A leafcutter tentInside the tentInside the tent
Leafcutters are small solitary bees that are used to pollinate alfalfa crops and have proven useful for hybrid canola.  They are purchased as cocoons and hatched in trays in the tents (top right).  They stay close to home and build nests in the Styrofoam blocks seen in the photos and pack them with leaves and pollen.  Then they lay eggs, live a while and die.  The offspring pupate in the holes in the blocks, then are harvested and stored in refrigeration until spring when the cycle repeats.

At 11:15 AM, I checked the splits at Mel's SW and found that we had 100% emergence.

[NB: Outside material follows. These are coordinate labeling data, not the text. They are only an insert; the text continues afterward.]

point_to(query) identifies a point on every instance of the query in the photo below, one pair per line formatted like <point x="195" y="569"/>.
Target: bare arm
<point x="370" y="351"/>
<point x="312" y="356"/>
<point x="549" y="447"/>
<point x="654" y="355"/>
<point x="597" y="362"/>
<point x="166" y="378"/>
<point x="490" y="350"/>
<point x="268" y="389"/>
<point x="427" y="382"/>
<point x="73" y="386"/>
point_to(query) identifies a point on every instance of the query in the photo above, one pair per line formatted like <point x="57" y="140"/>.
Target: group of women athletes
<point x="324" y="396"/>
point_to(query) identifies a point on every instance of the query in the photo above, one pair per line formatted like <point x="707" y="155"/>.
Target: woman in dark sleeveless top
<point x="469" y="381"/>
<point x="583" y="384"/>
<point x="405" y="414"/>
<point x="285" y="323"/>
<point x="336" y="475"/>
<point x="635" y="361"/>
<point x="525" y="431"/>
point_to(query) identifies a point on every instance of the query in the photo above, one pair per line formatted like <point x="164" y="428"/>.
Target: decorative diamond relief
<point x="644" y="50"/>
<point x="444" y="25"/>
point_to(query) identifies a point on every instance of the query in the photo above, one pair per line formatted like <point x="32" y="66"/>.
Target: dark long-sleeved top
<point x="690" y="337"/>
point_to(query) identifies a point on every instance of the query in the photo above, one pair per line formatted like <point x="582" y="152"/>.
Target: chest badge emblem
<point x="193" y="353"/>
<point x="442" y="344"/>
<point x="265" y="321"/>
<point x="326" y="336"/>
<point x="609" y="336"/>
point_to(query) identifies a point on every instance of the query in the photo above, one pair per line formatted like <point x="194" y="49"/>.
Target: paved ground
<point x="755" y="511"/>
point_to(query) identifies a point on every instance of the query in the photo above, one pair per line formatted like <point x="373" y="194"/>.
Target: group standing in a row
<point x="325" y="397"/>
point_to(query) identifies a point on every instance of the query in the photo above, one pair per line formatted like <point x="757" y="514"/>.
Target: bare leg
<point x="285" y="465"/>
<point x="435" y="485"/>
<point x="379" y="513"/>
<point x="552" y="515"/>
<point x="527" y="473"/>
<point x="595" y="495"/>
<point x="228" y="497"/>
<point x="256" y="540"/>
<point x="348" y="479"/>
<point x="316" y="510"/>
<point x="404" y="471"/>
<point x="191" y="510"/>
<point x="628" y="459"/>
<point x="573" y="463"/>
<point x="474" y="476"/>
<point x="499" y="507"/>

This was a relief and I was getting hopeful.  Now, the only question was whether the cooling had damaged the wings, but I was not too worried, since I knew of others who cooled cells to slow emergence and did not see any adverse effects. In mating nucs, I wonder how well controlled the temperatures are.

At 11:30 the second group of forty at Mel's SW showed one failure, for a total of one out of 51 being a dud in this area.  I again looked for bees in the crop and found 4 to 5 bees per yard in both male and female rows near the hives.  No leafcutters were apparent even though I was again close to a tent.  The crop was finished blooming in some spots.

I went over to a tent and noticed something interesting: There seemed to be more honey bees about forty feet from the tents than elsewhere in the fields and deduced that perhaps the honey bees were orienting to the tents and using them as markers, just as the trailers are used in alfalfa pollination in California

At 11:45, I checked a site at Mark's NE and found one cell out of 35 to be still sealed.  Near the hives, I saw from 3 to 8 bees per yard and several flies gathering nectar.  No leafcutters were to be seen except they were flying and orienting inside their tents as shown in one of the pictures above.

I then returned to the motorhome and spent the afternoon windsurfing and reading The Biology of the Honey Bee by Mark Winston in hopes of understanding what was going on with the emergence of the cells

In spite of my hopes for an early arrival of the cells, Gareth showed up around eight PM.  By then I had given up and gone for a long sail on the Lake, having figured that we would have to start early the next day.  Hopefully these cells would not as early as the others had been late.  Matt showed up later with the mated queens and we called it a day after we arranged to feed them and then chased escaped bees around the motorhome.